Obviously his legs and feet were working just fine. But after having his wrist worked on, then getting his cast removed on Monday as he starts the final stage of his recovery before heading into the offseason after spring practice, it's fair to wonder just what else the junior might be capable of once he finally gets to play at full strength.

"I just was basically out there playing with one hand," Elliott said. "I was one-handed, couldn’t carry the ball with my left hand, I couldn’t punch with it, I couldn’t really do much with it. I was pretty handicapped.

"I can feel it getting better, but right now it’s real small, real weak and I have a little bit of pain here and there. Now it's just a six-week process of getting the mobility back, and then I'll be full go."

There's no real rush for the Buckeyes, who are fully aware of what Elliott brings to the offense even if he's not operating at 100 percent capacity -- with his 696 yards and 8 touchdowns in the postseason.

Given the way Ohio State rode him down the stretch, including 36 carries against Oregon on the way to the national title, Elliott might have needed some extra time to get his body right again after touching the ball more than 300 times over the course of the season. And while the Buckeyes are still stressing the value of mental reps for the preseason Heisman Trophy contender, his limited role during camp also comes with the benefit of getting bonus reps for reserves like Bri'onte Dunn and Warren Ball to help build depth in the backfield.

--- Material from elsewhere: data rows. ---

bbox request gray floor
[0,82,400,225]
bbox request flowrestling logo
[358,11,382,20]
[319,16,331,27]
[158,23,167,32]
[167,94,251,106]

"I mean, your body only has so many shots in it, and so it does help his body recover, continually recover, and that’s a process itself," new running backs coach Tony Alford said. "But it also gives some other guys an opportunity to get in and get some quality reps and learn to play as well.

"[Elliott] is going to have to have a big summer, too. But the one thing you love about Zeke is he’s hungry, he wants to play and it’s killing him not to play now."

A chance to cut it loose will have to wait until after spring practice. But once Elliott does finally get to return to action, he'll at least finally have both hands on deck.

Back to basics: Schematic adjustments helped. Chris Ash's work in his first year with the secondary produced the desired improvements and the emergence of young talent was critical in bouncing back after a horrible defensive year in 2013. But if anything in particular was most responsible for the huge step forward on the way to the title, Ash deflects any credit his way and instead points straight to Ohio State's solid tackling, which interestingly also was also tweaked thanks to a video from Seattle Seahawks coach Pete Carroll. The Buckeyes were far more sound bringing players to the ground, most notably late in the year and during the postseason run, and the new fundamentals seem to come with the benefit of added safety as well.

Next man up?: With Elliott on the sideline and the top backup from last year now lining up in a different position with Curtis Samuel getting a look as an H-back, there might never be a better opportunity for Dunn to show what he can and make his case for work in the fall than right now. Even though he was third on the depth chart, Dunn might as well have been buried on it at the end of last season with the top-two tailbacks and quarterbacks J.T. Barrett and Cardale Jones dominating the work load on the ground. It's still not going to be easy for Dunn or Ball to break into the rotation with so many skill players vying for touches, but without making an impression in March and April, there's probably not much chance of getting any in September.